Die Generalprobe für das Finale gewann Wiemelhausen am Sonntag gegen Meister Lüner SV mit 4:2. „Ich glaube, die haben auch einige Spieler geschont, so dass das auch nicht so Sinn gemacht hätte, die zu beobachten. Bei uns hätten die nicht viel Aufschlussreiches gesehen. Wir haben gegen Haspe ja mit zwei Ersatzspielern aus der 2. Mannschaft und mehreren A-Jugendspieler gespielt,“ so Winkel.

Der Gegner ist offensivstark. Mit Ingo Kleinschwärter (22 Tore) und Maximilian Schreier (16) hat Wiemelhausen zwei der erfolgreichsten Torjäger der Landesliga 3 in seinen Reihen. Die Bochumer haben übrigens für die kommende Saison schon mächtig aufgerüstet. Elf neue Spieler - also eine ganze Mannschaft - wurden verpflichtet.

Was Jürgen Winkel sehr positiv stimmt: Fast alle Spieler sind fit. „Das gab es selten in dieser Saison“, lacht der FCL-Coach, „kleine Fragezeichen stehen noch hinter Moritz Thöne und Christoph Hebbeker. Aber ich bin zuversichtlich, dass es mit beiden klappt.“

Winkel begrüßt Verlegung

Wenn es mit dem Einsatz klappt, könnte es für Christoph Hebbeker das letzte Spiel für den FC Lennestadt sein. Der Verteidiger wurde bereits am Sonntag verabschiedet. „Sicher ist das schade. Aber er hat uns schon vor längerer Zeit unterrichtet, dass er aus Studiengründen nicht mehr spielen kann und möglicherweise weiter weg zieht. Das ist verständlich. Da macht es irgendwann einfach keinen Sinn mehr“, zeigt Jürgen Winkel Verständnis. Ersatz soll aus den eigenen Reihen kommen. Winkel: „Florian Goldmann wird bald wieder fit sein und auch Andre Friedrichs macht nach seinem Kreuzbandriss große Fortschritte.“

Zurück zum Aufstiegskrimi im Riesei. Jürgen Winkel freut es auch, dass das Spiel kurzfristig vom Rasen- auf den Kunstrasenplatz und die Anstoßzeit von 18.15 Uhr auf 19 Uhr verlegt wurde. Die Stadt Werdohl hatte den ursprünglich als Spielort vorgesehen Rasenplatz des Riesei-Stadions am Montag gesperrt. Winkel: „Auf Rasen zu spielen macht zwar Spaß. Und wir haben in Hohenlimburg und Meschede gezeigt, dass wir auf Rasen spielen können.
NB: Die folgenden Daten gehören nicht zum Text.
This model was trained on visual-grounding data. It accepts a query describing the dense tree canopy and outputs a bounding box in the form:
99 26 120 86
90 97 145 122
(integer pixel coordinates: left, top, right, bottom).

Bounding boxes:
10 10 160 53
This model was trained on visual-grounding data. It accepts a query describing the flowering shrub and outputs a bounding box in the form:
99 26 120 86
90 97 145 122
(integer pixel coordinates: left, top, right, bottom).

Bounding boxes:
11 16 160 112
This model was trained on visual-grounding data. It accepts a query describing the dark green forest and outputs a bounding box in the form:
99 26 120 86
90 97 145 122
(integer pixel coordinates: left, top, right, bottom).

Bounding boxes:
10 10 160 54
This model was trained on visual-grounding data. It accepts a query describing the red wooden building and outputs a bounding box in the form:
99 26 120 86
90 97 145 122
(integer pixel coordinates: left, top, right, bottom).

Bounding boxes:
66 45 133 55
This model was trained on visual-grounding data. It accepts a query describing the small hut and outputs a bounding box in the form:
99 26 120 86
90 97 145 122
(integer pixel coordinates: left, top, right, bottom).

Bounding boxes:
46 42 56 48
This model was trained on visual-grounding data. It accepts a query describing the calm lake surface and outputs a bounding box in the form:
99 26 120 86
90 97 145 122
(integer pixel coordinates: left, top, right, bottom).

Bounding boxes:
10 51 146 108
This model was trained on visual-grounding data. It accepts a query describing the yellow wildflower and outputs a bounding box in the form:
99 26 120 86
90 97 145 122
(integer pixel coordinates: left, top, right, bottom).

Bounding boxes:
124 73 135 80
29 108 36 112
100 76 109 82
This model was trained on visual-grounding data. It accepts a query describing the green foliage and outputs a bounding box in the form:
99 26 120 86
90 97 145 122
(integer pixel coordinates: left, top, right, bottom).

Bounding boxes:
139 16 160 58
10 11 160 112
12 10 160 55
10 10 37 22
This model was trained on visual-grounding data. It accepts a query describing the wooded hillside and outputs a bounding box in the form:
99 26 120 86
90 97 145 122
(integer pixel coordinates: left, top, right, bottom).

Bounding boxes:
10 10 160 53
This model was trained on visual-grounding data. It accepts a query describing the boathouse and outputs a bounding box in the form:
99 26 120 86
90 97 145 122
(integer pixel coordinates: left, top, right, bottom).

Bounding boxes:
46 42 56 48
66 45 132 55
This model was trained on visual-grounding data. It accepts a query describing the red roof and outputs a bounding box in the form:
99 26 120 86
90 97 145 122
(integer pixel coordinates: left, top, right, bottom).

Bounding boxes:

Aber ich sehe die Verlegung positiv. Beide Mannschaften spielen in der Meisterschaft auch auf Kunstrasen.“

Nicht nur Jürgen Winkel und seine Spieler fiebern dem Relegationsspiel entgegen. Zum Beispiel auch Geschäftsführer Torben Jäkel. „Wer Vizemeister in der Landesliga wird, der muss schon einiges auf Lager haben. Von daher dürfte die Partie im Vorfeld als absolut ausgeglichen angesehen werden“, so Jäkel auf der Homepage des FCL. Ein Vorteil habe man eventuell, da der FCL schon in der Meisterschaft in Werdohl einen Sieg (3:2) auf diesem Platz landen konnte. „Ein gutes Omen“, hofft Torben Jäkel.

Spieler und Verantwortliche hoffen wieder auf die Unterstützung der vielen Fans. Zwei Sonderbusse werden eingesetzt und sicherlich werden sich weitere 500 Fans per Pkw auf den Weg machen.